Fortunately, there was some work to enjoy this week (more of a lightly-spiced korma after last week’s vindaloo):-
Monday: Volvo V40 R-design D2, Leicester to Rockingham, Northamptonshire.
Wednesday: Range Rover Evoque TD4 and Jaguar F-Pace 3.0d S, Rockingham, Northamptonshire
Friday: Ford Focus 1.5TDCi Zetec (2016), Leicester to London; Nissan Note 1.2 Acenta Premium, London to Swindon
First Jaguar F-Pace I have driven. Nice. Plenty of laid back muscle from the 3 litre turbo diesel, restrained black leather interior (no traditional Jaguar wood) and comfortable. Only drove it 25 miles – in pouring rain.
Had time off for good behaviour on Saturday morning (thus putting off the wardrobe building) to go to a small classic car event at the nearby Great Central Railway in Quorn together with my neighbour who has an immaculate MG TF replica (a Gentry kit car for those in the know). The Great Central Railway is, apparently, “the UK’s only double track, main line heritage railway and the only place in the world where full size steam engines can be seen passing each other”. So there you go. Actually, its great to visit, even if you are not a train buff.
The GCR runs for just over 8 miles from north of the city of Leicester to the market town of Loughborough. There are four stations along the line, each restored to represent different eras: Leicester North (1960s), Rothley (Edwardian), Quorn and Woodhouse (1940s) and Loughborough Central (1950s). All wonderfully atmospheric! There are moves in progress to link the line to a heritage railway in Nottingham and to build a new museum at Leicester North. If you are tempted to visit, check the Great Central Railway’s website for any special events that may be happening (e.g. 1940s weekend, modelling events, real ale train!!). You can also dine on board.

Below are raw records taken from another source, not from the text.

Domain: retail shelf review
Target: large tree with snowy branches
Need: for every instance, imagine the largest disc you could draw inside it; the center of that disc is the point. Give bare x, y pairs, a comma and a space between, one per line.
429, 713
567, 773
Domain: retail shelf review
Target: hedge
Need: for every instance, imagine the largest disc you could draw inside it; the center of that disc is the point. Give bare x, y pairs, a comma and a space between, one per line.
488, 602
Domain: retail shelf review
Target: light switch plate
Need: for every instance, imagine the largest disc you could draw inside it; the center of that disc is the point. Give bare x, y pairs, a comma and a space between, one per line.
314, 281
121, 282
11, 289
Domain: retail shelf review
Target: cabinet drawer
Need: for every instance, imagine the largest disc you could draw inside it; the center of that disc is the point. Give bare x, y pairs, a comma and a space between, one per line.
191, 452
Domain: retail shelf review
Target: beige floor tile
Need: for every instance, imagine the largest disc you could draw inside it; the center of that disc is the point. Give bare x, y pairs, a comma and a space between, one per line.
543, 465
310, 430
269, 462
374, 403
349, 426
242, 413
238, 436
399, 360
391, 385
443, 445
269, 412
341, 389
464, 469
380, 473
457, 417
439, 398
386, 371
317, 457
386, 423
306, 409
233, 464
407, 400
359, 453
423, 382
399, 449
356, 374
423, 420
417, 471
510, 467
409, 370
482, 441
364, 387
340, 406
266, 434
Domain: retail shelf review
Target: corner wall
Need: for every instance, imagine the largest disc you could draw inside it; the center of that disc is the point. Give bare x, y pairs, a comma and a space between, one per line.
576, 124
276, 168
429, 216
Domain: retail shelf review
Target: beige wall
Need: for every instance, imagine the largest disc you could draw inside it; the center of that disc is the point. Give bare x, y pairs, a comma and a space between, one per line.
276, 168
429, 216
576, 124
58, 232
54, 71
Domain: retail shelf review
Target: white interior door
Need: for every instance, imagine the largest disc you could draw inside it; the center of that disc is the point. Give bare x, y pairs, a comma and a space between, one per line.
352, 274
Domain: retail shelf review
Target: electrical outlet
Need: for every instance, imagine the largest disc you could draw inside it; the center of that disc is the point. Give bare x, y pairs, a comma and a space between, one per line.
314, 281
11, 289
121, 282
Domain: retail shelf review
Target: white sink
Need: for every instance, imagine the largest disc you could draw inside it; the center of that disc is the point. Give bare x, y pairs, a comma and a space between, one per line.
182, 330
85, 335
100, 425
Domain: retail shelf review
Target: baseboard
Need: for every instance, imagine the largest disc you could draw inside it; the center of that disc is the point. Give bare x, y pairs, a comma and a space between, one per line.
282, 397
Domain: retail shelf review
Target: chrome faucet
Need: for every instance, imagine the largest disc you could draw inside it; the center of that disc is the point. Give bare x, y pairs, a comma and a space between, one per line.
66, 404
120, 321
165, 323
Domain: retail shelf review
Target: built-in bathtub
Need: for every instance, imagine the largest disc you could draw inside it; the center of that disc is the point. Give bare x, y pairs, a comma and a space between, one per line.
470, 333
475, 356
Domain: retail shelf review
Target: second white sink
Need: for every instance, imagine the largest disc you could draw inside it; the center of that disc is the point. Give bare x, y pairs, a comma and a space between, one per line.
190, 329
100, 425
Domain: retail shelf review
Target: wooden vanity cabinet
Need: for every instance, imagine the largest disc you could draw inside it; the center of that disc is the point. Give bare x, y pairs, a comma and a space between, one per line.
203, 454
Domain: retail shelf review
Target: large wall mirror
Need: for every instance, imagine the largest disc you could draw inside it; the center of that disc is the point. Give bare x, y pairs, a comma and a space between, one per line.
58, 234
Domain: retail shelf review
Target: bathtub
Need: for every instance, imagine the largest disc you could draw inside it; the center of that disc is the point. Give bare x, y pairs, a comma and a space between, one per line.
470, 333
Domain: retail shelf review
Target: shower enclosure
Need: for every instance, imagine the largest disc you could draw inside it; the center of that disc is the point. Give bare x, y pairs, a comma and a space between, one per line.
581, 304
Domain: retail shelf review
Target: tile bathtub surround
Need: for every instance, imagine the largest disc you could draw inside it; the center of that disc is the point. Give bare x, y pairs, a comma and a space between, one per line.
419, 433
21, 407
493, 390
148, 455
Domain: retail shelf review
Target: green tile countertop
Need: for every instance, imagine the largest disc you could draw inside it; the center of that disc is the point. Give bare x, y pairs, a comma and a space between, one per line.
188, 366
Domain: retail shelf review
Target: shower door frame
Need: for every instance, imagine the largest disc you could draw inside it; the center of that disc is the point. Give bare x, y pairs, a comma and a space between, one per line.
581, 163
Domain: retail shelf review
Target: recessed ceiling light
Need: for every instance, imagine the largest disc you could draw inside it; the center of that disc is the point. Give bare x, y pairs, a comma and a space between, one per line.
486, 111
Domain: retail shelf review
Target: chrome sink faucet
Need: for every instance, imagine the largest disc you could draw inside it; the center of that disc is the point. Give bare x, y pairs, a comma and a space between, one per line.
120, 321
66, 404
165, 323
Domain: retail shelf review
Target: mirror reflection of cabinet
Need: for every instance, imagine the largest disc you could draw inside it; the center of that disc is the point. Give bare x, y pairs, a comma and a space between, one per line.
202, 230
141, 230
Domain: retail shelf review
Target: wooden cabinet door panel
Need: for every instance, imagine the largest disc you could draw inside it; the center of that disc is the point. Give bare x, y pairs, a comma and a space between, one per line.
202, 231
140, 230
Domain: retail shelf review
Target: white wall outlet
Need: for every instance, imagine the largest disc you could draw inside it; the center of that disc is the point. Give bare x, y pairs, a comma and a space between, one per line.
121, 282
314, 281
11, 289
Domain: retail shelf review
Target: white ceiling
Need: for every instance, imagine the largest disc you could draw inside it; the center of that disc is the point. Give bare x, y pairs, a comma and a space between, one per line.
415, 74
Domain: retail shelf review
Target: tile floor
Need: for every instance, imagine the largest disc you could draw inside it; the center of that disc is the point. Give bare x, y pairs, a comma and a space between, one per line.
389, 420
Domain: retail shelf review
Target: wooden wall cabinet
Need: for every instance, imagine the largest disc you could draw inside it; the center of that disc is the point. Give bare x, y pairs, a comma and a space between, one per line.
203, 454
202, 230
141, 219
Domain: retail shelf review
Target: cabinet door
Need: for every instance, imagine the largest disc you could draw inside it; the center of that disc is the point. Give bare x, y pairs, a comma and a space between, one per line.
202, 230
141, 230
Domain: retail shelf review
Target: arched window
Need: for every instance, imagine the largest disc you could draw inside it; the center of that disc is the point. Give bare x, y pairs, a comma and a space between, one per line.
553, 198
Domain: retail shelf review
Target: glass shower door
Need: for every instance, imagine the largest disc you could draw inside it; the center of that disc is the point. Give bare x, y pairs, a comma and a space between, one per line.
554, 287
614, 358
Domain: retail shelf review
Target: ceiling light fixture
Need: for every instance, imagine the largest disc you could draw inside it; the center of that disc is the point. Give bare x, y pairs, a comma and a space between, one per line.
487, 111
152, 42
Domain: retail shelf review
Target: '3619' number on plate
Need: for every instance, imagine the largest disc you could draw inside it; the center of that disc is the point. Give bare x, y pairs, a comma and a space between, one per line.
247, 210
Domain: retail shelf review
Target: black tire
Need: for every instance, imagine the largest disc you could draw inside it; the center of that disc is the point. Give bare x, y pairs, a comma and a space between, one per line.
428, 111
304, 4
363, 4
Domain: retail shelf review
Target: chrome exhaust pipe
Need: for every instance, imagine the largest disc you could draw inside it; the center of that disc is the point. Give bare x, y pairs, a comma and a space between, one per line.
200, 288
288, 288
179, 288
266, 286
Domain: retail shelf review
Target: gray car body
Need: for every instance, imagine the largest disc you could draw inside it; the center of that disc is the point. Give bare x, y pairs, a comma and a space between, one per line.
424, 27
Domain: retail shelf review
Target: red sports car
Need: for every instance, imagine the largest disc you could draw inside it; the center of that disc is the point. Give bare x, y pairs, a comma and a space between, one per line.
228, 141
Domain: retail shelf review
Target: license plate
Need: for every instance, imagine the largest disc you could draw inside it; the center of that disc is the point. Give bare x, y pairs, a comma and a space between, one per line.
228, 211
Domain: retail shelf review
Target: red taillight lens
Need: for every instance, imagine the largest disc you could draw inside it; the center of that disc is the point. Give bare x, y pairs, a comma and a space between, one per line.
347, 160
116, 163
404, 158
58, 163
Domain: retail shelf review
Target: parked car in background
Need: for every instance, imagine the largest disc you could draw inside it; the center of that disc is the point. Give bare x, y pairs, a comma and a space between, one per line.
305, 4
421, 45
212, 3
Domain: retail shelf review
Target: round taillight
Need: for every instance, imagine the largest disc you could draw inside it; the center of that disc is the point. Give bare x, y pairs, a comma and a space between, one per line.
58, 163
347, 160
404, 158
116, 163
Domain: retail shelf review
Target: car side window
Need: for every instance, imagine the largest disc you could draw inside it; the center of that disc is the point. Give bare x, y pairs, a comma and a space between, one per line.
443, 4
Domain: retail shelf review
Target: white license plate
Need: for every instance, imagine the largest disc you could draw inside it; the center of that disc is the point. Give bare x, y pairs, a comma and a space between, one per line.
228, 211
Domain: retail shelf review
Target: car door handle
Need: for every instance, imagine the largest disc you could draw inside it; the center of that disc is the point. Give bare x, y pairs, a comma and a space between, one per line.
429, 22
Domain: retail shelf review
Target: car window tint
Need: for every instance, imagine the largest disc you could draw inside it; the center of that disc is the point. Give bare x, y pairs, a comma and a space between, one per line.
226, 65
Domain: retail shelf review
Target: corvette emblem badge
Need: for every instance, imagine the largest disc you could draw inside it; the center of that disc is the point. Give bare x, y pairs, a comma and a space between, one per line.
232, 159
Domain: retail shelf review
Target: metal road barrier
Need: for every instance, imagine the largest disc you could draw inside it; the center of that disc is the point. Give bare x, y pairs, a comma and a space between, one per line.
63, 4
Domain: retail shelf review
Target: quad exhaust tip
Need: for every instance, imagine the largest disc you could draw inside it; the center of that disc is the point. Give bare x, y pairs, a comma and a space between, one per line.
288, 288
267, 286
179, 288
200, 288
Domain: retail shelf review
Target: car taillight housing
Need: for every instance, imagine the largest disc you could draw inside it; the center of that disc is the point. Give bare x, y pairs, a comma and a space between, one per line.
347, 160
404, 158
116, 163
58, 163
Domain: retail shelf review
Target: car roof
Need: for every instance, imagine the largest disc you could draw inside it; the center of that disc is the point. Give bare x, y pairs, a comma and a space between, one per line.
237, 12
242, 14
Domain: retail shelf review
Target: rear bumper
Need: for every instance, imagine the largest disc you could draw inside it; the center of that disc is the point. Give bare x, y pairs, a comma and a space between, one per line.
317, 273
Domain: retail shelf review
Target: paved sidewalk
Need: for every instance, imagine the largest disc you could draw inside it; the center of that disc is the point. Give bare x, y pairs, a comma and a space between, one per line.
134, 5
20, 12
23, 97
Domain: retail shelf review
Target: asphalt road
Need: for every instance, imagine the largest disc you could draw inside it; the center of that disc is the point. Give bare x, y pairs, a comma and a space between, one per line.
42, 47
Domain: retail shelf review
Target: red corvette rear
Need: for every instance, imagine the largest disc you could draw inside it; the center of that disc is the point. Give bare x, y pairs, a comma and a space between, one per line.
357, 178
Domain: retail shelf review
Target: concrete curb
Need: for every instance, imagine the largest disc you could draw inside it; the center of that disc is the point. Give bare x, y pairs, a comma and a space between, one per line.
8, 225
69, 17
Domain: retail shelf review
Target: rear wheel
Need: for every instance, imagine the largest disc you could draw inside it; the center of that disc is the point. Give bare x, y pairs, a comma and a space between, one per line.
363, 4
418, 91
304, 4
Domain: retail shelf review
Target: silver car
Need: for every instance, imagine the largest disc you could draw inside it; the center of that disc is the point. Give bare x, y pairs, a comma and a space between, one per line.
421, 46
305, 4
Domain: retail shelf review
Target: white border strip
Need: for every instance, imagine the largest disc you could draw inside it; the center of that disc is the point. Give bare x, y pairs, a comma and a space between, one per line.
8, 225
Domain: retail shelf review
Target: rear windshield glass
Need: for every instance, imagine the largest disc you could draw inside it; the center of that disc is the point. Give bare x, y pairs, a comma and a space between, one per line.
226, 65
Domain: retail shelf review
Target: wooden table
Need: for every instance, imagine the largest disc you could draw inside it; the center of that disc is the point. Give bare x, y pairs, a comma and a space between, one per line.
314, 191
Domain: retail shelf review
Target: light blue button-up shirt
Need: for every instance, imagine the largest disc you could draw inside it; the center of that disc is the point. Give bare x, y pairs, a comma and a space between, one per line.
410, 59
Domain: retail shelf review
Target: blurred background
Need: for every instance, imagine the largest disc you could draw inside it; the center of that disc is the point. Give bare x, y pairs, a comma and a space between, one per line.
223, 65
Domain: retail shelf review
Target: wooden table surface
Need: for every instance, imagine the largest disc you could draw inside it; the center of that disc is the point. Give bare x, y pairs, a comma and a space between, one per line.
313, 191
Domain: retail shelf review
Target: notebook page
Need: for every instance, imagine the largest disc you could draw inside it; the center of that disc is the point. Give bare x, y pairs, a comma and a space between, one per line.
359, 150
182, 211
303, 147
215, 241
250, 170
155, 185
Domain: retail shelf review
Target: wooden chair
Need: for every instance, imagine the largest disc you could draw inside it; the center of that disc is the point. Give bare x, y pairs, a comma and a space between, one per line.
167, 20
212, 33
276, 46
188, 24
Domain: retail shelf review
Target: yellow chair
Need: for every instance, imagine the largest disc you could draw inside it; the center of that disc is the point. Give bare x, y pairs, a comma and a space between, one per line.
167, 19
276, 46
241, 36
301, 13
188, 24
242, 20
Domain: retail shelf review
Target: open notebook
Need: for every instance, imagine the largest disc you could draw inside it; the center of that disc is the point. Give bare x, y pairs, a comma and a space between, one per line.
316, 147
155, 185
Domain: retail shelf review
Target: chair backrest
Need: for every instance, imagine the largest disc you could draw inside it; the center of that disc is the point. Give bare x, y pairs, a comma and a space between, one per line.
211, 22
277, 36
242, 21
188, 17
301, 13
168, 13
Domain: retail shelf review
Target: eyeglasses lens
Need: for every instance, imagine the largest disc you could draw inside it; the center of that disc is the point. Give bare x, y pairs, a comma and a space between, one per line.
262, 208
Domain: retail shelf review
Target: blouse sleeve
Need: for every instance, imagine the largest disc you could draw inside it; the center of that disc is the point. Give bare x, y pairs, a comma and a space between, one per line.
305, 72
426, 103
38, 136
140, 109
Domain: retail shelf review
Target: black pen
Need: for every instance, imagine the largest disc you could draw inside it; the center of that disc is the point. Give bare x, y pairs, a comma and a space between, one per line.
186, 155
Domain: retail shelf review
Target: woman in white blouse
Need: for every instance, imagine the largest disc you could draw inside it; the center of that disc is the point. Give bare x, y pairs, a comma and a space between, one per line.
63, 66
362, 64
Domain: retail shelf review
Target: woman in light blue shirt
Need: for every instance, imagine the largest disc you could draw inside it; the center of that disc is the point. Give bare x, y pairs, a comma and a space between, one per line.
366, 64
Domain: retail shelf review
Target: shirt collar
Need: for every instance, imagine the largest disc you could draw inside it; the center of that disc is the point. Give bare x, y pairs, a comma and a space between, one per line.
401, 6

We only spent a couple of hours at the very quaint Quorn and Woodhouse station because the weather was a little gloomy. A good portion of that time was spent in the Butler-Henderson café having a cuppa with my neighbour and two “Friends of the Great Central Railway”. A lot of conversation revolved around railways and, I must confess, I didn’t understand all of it. Butler-Henderson? Yes, there is a connection with Vicki Butler Henderson (well-known petrolhead, motoring journalist and TV presenter). Captain The Honourable Eric Butler-Henderson was the last new director of the original Great Central Railway, appointed in 1918 and the great grandfather of VBH.